Bug 32541 - Resume-from-suspend problems using Nvidia drivers on mga9 desktop kernels with GM107
Summary: Resume-from-suspend problems using Nvidia drivers on mga9 desktop kernels wit...
Status: RESOLVED DUPLICATE of bug 31695
Alias: None
Product: Mageia
Classification: Unclassified
Component: RPM Packages (show other bugs)
Version: 9
Hardware: All Linux
Priority: Normal normal
Target Milestone: ---
Assignee: Giuseppe Ghibò
QA Contact:
URL:
Whiteboard:
Keywords:
Depends on:
Blocks:
 
Reported: 2023-11-21 01:21 CET by Morgan Leijström
Modified: 2024-03-04 21:16 CET (History)
0 users

See Also:
Source RPM: kernel-6.5.11-5.mga9.src.rpm
CVE:
Status comment:


Attachments

Description Morgan Leijström 2023-11-21 01:21:27 CET
Picked up from https://bugs.mageia.org/show_bug.cgi?id=32537#c7
Discussed now and then in various kernel bugs and dev and qa mail lists with Giuseppe Ghibò since i upgraded the system from mga8 to 9 beta+.

The problem do only appear when using Proprietary drivers, (470, 525, 535, 545), and not nouveau (painfully slow!) nor Xorg modesetting (decent, but proprietary is faster).

___Version-Release number of selected component (if applicable):

§ Any Mageia 9 desktop kernel
§ No problem with linus kernels, currently using 6.5.11-2
§ Mageia 8 desktop kernels was OK on same GPU, main board, CPU

We have tried different DM (i.e SDDM 0.20.0 grom Ghibó) and DE, an all desktop kernels and nvidia versions so far, no result.

Currently using Mageia sddm 0.19, Plasma on X11, Nvidia newfeature 545.29.02, also tested nvidia470 470.223.02-1.


___Hardware

GPU: GM107; NVIDIA GeForce GTX 750, VBIOS version 82.07.32.00.52
Chipset: Intel P55
CPU: Intel i7-870

Monitor: Philips PHL 436M6VBP, connected by DisplayPort

___How reproducible, Steps to Reproduce:

1. Suspend the system
2. Resume (hit a keyboard key)
3. Often the monitor wakes up and show the lock screen, but sometimes monitor only wakes up to tell there is no signal and goes back to sleep.
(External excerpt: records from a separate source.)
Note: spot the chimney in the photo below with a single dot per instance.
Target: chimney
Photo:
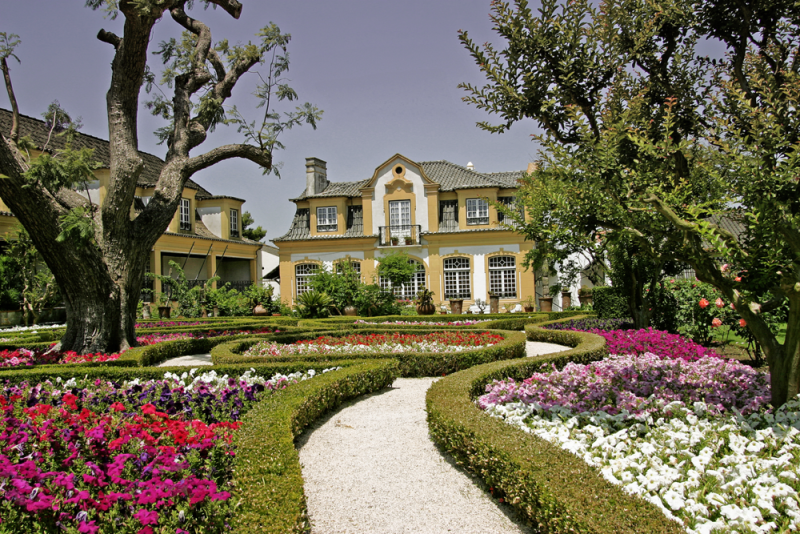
(316, 176)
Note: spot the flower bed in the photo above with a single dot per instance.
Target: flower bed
(643, 341)
(424, 323)
(393, 343)
(141, 457)
(697, 439)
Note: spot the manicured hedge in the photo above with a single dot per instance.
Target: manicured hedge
(267, 466)
(411, 365)
(552, 488)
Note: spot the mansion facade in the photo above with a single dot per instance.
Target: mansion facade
(204, 237)
(436, 211)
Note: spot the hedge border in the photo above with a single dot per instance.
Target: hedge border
(410, 365)
(550, 487)
(267, 466)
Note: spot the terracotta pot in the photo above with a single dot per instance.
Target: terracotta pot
(494, 304)
(426, 309)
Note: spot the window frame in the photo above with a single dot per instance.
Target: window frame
(234, 220)
(480, 204)
(502, 279)
(327, 225)
(458, 276)
(185, 224)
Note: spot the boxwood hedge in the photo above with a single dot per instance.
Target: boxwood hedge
(552, 488)
(267, 467)
(410, 364)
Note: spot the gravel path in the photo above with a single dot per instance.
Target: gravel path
(371, 468)
(188, 361)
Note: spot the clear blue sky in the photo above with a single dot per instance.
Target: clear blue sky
(385, 73)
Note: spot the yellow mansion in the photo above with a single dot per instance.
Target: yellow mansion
(436, 211)
(204, 237)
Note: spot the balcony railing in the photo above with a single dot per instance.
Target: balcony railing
(400, 235)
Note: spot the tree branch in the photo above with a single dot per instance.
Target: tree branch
(212, 157)
(110, 38)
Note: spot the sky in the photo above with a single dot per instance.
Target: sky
(384, 73)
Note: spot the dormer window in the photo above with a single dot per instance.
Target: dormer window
(477, 211)
(326, 219)
(185, 211)
(234, 223)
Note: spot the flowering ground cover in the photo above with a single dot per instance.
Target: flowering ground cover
(426, 323)
(394, 342)
(696, 438)
(642, 341)
(144, 456)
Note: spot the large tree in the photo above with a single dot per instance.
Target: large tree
(98, 253)
(678, 119)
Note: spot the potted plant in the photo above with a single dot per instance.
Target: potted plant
(424, 302)
(528, 304)
(494, 302)
(585, 296)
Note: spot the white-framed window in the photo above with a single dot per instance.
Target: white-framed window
(234, 223)
(185, 217)
(477, 211)
(457, 278)
(326, 219)
(302, 276)
(503, 276)
(407, 291)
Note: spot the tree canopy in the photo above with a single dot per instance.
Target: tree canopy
(693, 155)
(98, 253)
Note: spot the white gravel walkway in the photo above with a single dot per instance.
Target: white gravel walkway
(188, 361)
(371, 468)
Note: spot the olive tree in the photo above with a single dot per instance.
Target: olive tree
(691, 153)
(98, 253)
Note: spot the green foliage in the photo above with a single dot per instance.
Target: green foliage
(38, 285)
(342, 286)
(314, 304)
(257, 233)
(396, 267)
(696, 159)
(609, 303)
(372, 300)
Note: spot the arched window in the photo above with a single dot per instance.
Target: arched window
(302, 275)
(503, 276)
(407, 291)
(457, 278)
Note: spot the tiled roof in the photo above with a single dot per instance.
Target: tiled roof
(39, 132)
(449, 176)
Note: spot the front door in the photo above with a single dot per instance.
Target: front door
(399, 218)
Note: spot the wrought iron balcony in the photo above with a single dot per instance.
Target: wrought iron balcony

You then have to power cycle the monitor, then it show lock screen.

It seem to fail mostly when system have been sleeping long (maybe monitor go in deeper sleep and do not respond to card quickly enough?  But why would desktop/linus kernels differ?)

---

___Test plan:

A) Retest with server kernel, 6.5.11

B) Retest with kernel-desktop-devel-5.10.191-2.lowlatency.ck.500hz.mga9-1-1.mga9.x86_64 Giuseppe built, from https://copr-be.cloud.fedoraproject.org/results/ghibo/mageia9-bonus/mageia-9-x86_64/, was working in august, still OK with nvidia470?

C) Giuseppe to suggest/build test kernels outside Mageia repos.
Comment 1 Morgan Leijström 2023-11-21 03:20:23 CET
(In reply to Morgan Leijström from comment #0)

> A) Retest with server kernel, 6.5.11

kernel-server-6.5.11-5.mga9.x86_64 works/fails like desktop: short sleep resume OK; then i let it sleep for an hour, then i had to power cycle monitor after resume.   Using newfeature 545.29.02.

Now on to test B, using newfeature 545.29.02 - dkms built the module.
OK short sleep, and now i go to bed myself, testing resume tomorrow.

Then maybe a late lowlatency kernel from same repo.
Comment 2 Morgan Leijström 2023-11-21 11:27:40 CET
Test part B in progress

§ OK: kernel-desktop-devel-5.10.191-2.lowlatency.ck.500hz.mga9-1-1.mga9.x86

§ Fail: kernel-desktop-6.4.16-9.lowlatency.mga9-1-1.mga9.x86_64

Now on to test kernel-desktop-6.4.11-16.lowlatency.mga9-1-1.mga9.x86_64, then kernel-desktop-6.1.47-2.lowlatency.mga9-1-1.mga9.x86_64, choosing blindly
Comment 3 Giuseppe Ghibò 2023-11-21 15:16:19 CET
(In reply to Morgan Leijström from comment #2)

> Test part B in progress
> 
> § OK: kernel-desktop-devel-5.10.191-2.lowlatency.ck.500hz.mga9-1-1.mga9.x86
> 
> § Fail: kernel-desktop-6.4.16-9.lowlatency.mga9-1-1.mga9.x86_64
> 
> Now on to test kernel-desktop-6.4.11-16.lowlatency.mga9-1-1.mga9.x86_64,
> then kernel-desktop-6.1.47-2.lowlatency.mga9-1-1.mga9.x86_64, choosing
> blindly

So, so you narrowed the sleep problems to 1 hour.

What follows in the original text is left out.